Preconception Laparoscopic Cervical Cerclage: The Preferred Technique for Cervical Incompetence?
|Kedar R Jape1, Philip K Rowlands1 and John L Yovich1-3*|
|1PIVET Medical Centre, Leederville, Perth WA 6007, Australia|
|2Cairns Fertility Centre, Cairns QLD 4870, Australia|
|3School of Biomedical Sciences, Faculty of Health Sciences, Curtin University, Bentley, Perth WA 6102, Australia|
|*Corresponding Author :||John L Yovich
Medical Director and Consultant in Gynaecology
Andrology and Reproductive Medicine
PIVET Medical Centre 6007 and Cairns Fertility Centre 4870 and Clinical Professor
School of Biomedical Sciences, Faculty of Health Sciences, Curtin University
Perth Western Australia 6845
Tel: (08) 9422 5400
Fax: (08) 9382 4576
E-mail: [email protected]
|Received: November 30, 2015 Accepted: December 13, 2015 Published: January 02, 2016|
|Citation: Jape KR, Rowlands PK, Yovich JL (2016) Preconception Laparoscopic Cervical Cerclage: The Preferred Technique for Cervical Incompetence? JFIV Reprod Med Genet 4:164. doi:10.4172/2375-4508.1000164|
|Copyright: © 2016 Jape KR, et al. This is an open-access article distributed under the terms of the Creative Commons Attribution License, which permits unrestricted use, distribution, and reproduction in any medium, provided the original author and source are credited.|
Objective: To explore the ease and effectiveness of placing a cervical suture preconception using a laparoscopic technique.
Design: A case study with systematic literature review.
Setting: PIVET Medical Centre, a private facility providing comprehensive services over 35 years in gynaecology, andrology and reproductive endocrinology for infertility and recurrent pregnancy loss.
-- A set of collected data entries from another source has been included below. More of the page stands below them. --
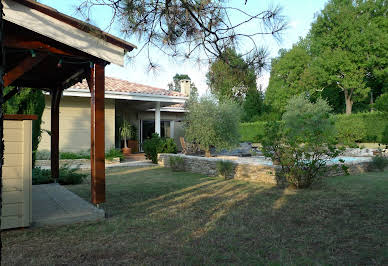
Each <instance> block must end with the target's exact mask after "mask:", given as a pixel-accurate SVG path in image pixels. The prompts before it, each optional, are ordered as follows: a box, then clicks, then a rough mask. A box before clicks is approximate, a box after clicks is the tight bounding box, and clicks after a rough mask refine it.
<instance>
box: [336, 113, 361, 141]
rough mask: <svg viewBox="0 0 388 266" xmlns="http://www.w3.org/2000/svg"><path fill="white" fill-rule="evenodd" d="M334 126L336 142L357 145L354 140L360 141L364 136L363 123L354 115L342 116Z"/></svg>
mask: <svg viewBox="0 0 388 266" xmlns="http://www.w3.org/2000/svg"><path fill="white" fill-rule="evenodd" d="M335 128H336V132H337V140H338V142H339V143H342V144H345V145H348V146H351V147H353V146H357V145H356V142H361V141H362V140H363V139H365V137H366V132H367V130H366V127H365V123H364V121H362V120H360V119H359V118H357V117H356V116H352V115H348V116H344V117H342V118H341V119H339V120H338V121H337V122H336V123H335Z"/></svg>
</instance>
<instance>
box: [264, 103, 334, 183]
mask: <svg viewBox="0 0 388 266" xmlns="http://www.w3.org/2000/svg"><path fill="white" fill-rule="evenodd" d="M329 111H330V107H329V105H328V104H327V102H326V101H324V100H322V99H318V100H317V102H316V103H315V104H314V103H311V102H310V101H308V100H307V99H305V98H304V97H303V96H296V97H294V98H292V99H291V100H290V101H289V104H288V105H287V107H286V112H285V113H284V115H283V120H282V123H281V122H268V123H267V125H266V127H265V134H264V135H263V137H262V146H263V153H264V155H265V156H267V157H270V158H271V159H272V161H273V162H278V163H279V165H280V166H281V171H280V176H281V177H283V178H284V179H285V180H286V181H287V182H288V183H289V184H291V185H293V186H294V187H295V188H307V187H309V186H311V185H312V184H313V183H314V182H316V181H318V180H319V179H320V177H321V176H322V175H323V174H324V173H325V172H326V171H327V170H328V167H327V162H328V161H329V160H330V159H332V158H335V157H337V156H338V155H339V154H340V150H338V149H337V148H336V146H335V144H336V143H335V141H334V140H335V137H334V125H333V123H332V121H331V120H330V119H329Z"/></svg>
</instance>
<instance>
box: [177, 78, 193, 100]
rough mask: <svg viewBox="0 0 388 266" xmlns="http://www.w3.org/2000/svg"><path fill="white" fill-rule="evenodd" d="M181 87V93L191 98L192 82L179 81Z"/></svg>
mask: <svg viewBox="0 0 388 266" xmlns="http://www.w3.org/2000/svg"><path fill="white" fill-rule="evenodd" d="M179 83H180V86H181V93H183V94H184V95H185V96H187V97H189V96H190V92H191V80H189V79H182V80H180V81H179Z"/></svg>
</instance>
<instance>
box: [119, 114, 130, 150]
mask: <svg viewBox="0 0 388 266" xmlns="http://www.w3.org/2000/svg"><path fill="white" fill-rule="evenodd" d="M119 132H120V136H121V138H122V140H123V141H124V147H123V148H122V151H123V154H124V155H130V154H131V153H132V149H131V148H128V145H127V139H128V138H130V137H132V135H133V127H132V125H131V124H130V123H129V122H128V121H127V120H124V121H123V123H122V124H121V127H120V129H119Z"/></svg>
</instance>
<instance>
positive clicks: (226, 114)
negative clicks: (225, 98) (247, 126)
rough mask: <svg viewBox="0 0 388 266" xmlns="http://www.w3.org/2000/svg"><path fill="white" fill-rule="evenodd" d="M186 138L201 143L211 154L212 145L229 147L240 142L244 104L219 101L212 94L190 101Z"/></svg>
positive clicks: (186, 130) (225, 101) (187, 139)
mask: <svg viewBox="0 0 388 266" xmlns="http://www.w3.org/2000/svg"><path fill="white" fill-rule="evenodd" d="M187 110H188V112H187V113H186V114H185V138H186V140H187V141H188V142H192V143H194V142H195V143H200V144H201V147H202V148H203V149H204V150H205V151H206V154H209V150H210V147H212V146H214V147H215V148H216V149H217V150H221V149H229V148H232V147H235V146H237V145H238V143H239V141H240V134H239V123H240V117H241V115H240V114H241V109H240V107H239V106H238V105H237V104H236V103H234V102H233V101H229V100H225V101H223V102H217V101H216V100H214V99H213V98H211V97H201V98H200V99H199V100H198V101H196V100H192V101H189V103H188V104H187Z"/></svg>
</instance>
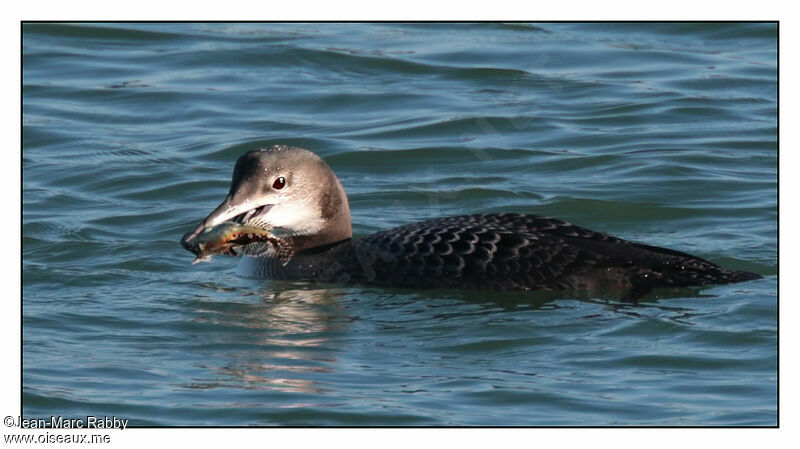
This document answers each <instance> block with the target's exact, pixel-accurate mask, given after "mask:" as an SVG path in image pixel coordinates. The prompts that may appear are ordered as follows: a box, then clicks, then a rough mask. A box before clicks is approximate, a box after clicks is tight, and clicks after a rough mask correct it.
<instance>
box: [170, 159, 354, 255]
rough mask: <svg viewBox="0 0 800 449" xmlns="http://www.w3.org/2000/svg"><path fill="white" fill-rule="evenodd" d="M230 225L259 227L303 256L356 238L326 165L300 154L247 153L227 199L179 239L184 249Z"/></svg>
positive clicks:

Patients: Case report of a 35 year old woman with recurrent mid-trimester pregnancy losses and well-define cervical incompetence.
Intervention: Preconception placement of cervical suture by laparoscopic trans-abdominal cerclage (LTAC) as a day case.
Main outcome measure: Details of ensuing pregnancy.
Results: Conception without delay and normal pregnancy with delivery by elective caesarean section near term of healthy 2645 g female infant.
Conclusion: We are impressed with the ease of the LTAC technique which appears likely to have fewer complications than traditional vaginal techniques, as well as speedier recovery compared to a laparotomy approach.